The fuyu tree produces fruit from the persimmon family. The sweet, nutritious fruit is very hardy and is not astringent like many other types of persimmons. For these reasons, it has become quite popular in the United States since it was brought from Asia and introduced to the country in the early 1900s. Often called the Japanese persimmon, the fuyu tree is striking in that the fruit remains on the tree after the leaves have fallen. Plant a fuyu in your own garden and enjoy the fruit straight off of the tree.
Choose the right location. Fuyu trees thrive in warm temperatures and grow best in USDA zones 7 through 10. Plant them in an area that receives around 6 hours of full sunlight daily.
Prepare the soil. Fuyu trees need well-drained soil, as standing water can cause the persimmons to drop before they fully ripen. If your soil is heavy (such as clay soil), lay down an inch or two of sand on the ground, then work it into the soil with a shovel or even a rotary tiller if you have a large area. The sand will loosen the soil and help it drain easier.

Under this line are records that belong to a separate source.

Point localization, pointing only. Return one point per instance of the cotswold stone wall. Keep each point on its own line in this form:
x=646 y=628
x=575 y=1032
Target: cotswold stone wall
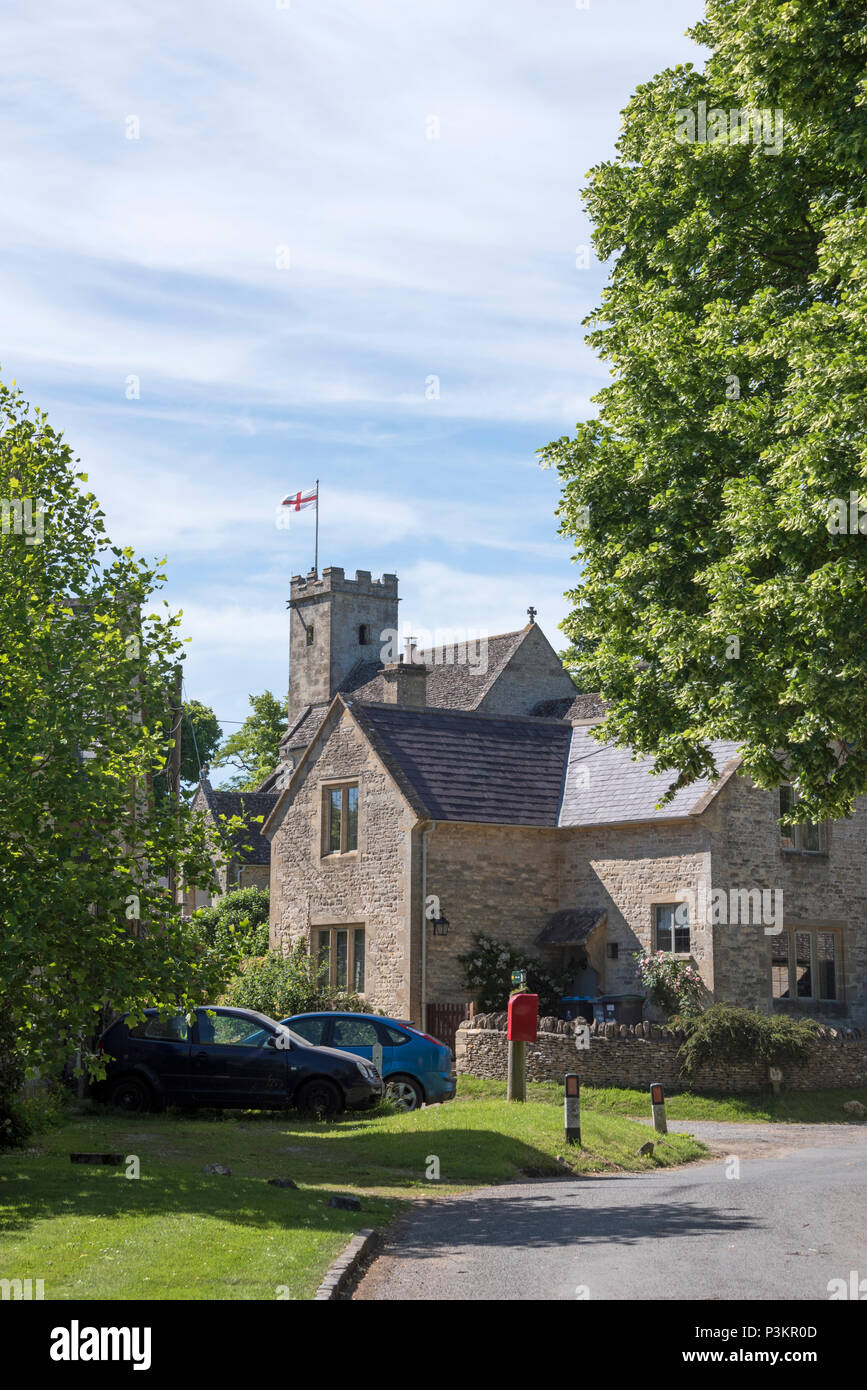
x=637 y=1057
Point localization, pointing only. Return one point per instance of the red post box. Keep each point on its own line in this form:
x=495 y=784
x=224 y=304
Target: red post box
x=523 y=1018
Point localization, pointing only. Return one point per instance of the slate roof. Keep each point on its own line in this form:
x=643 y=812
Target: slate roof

Dig a hole as wide and deep as the root ball of the fuyu tree. Gently place the tree in the hole and fill in the soil. Add a layer of mulch around the base of the tree and water immediately. Keep the soil moist through the tree's first growing season, but not so moist that standing water develops.
Stake the tree if you live in a high-wind area. The trees are rather small and fragile as saplings. Secure a wooden or bamboo stake into the ground next to the tree and attach it to the tree with twine or string.